Desensitization to the Problem

As a data security professional, I am troubled, because each additional breach or, in this case, instance of oversharing, desensitizes us to the importance of protecting our personally identifiable information (PII) and our personal health information (PHI). But those who have suffered the pain and frustration of having their identity stolen and gone through the months and even years of work it takes to clean up the mess will tell you protecting PII is critically important to financial safety and wellbeing.

Not Employing Best Practices for Protecting Data

As a data security professional, I am more than troubled. I’m appalled.

Despite years of data security attacks, stacks of federal regulations, and a clear understanding among data security professionals regarding what best practices for data security are, a government agency unnecessarily shared sensitive data of more than two million people. You could dismiss this as someone, somewhere, making a simple mistake. But when the data security of real people is involved, systems should be in place to keep simple mistakes from occurring.

Let me briefly outline standard best practices for protecting sensitive data. Any time you deal with PII or PHI, you should encrypt that data. It should never sit in clear text. This ensures that the data itself is meaningless to anyone who views it, unless they have the keys necessary to decrypt it. If it gets stolen (or shared) and the people receiving the data do not have the keys, no harm is done.

The next step is to control access to the decrypted data (or more precisely to the system that employs the keys to decrypt the data and display it as clear text). Here the principle of least privilege (POLP) is critical.

POLP is the practice of limiting access rights for users to the bare minimum permissions they need to perform their work. Under POLP, users are granted permission to read, write or execute only the files or resources they need to do their jobs: In other words, the least amount of privilege necessary.

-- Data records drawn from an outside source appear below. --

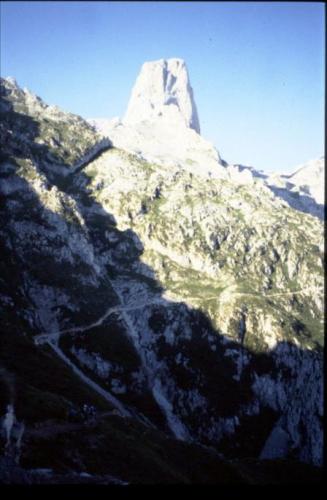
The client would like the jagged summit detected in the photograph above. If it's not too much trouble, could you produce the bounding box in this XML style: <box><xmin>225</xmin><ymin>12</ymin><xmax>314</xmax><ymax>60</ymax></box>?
<box><xmin>124</xmin><ymin>58</ymin><xmax>200</xmax><ymax>134</ymax></box>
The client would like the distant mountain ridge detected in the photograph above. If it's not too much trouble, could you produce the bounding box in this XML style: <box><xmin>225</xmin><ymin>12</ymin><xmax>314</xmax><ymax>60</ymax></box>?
<box><xmin>0</xmin><ymin>64</ymin><xmax>324</xmax><ymax>482</ymax></box>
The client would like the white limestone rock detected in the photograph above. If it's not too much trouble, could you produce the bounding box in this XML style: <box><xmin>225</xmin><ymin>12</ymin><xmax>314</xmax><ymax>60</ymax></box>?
<box><xmin>124</xmin><ymin>59</ymin><xmax>200</xmax><ymax>134</ymax></box>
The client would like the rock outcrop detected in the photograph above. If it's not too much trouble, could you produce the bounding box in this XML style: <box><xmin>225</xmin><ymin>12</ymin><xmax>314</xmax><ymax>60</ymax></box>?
<box><xmin>124</xmin><ymin>59</ymin><xmax>200</xmax><ymax>134</ymax></box>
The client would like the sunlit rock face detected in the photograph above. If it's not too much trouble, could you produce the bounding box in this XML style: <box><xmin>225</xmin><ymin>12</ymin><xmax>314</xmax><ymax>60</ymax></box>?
<box><xmin>90</xmin><ymin>58</ymin><xmax>227</xmax><ymax>177</ymax></box>
<box><xmin>124</xmin><ymin>59</ymin><xmax>200</xmax><ymax>134</ymax></box>
<box><xmin>0</xmin><ymin>70</ymin><xmax>324</xmax><ymax>476</ymax></box>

Additionally, the principle of least privilege can be applied to restricting access rights for applications, systems, processes and devices to only those permissions required to perform authorized activities.2

For example, our Vormetric Data Security Manager (DSM), that orchestrates the Vormetric Data Security Platform, including transparent encryption and tokenization, allows administrators to specify granular data access policies as well as administer DSM users and logical domains.

So, at the very least, the data should have been encrypted, and access to the unencrypted data should have been restricted to only those who needed to see it in order to do their jobs.

Then, if the data were shared, it would most likely have been encrypted or tokenized, and no PII would be exposed.

This is what we in the data security industry call good cyber hygiene. And, unfortunately, the general public and people dealing with data in their jobs are not as well acquainted with cyber hygiene as they likely are with, perhaps, dental hygiene. But if they have a bank account and assets to protect, they should be.

What Comes Next?

It may sound as though I’m pointing my finger at FEMA, but this incident points out a pervasive problem across our federal agencies. They are short of staff and money to deal with cybersecurity. And, while CEOs and heads of IT in publicly held companies lose their jobs because sales and share prices fall as a result of data breaches, this doesn’t seem to be the case in federal agencies. Perhaps we need more real accountability attached to data security in the federal government.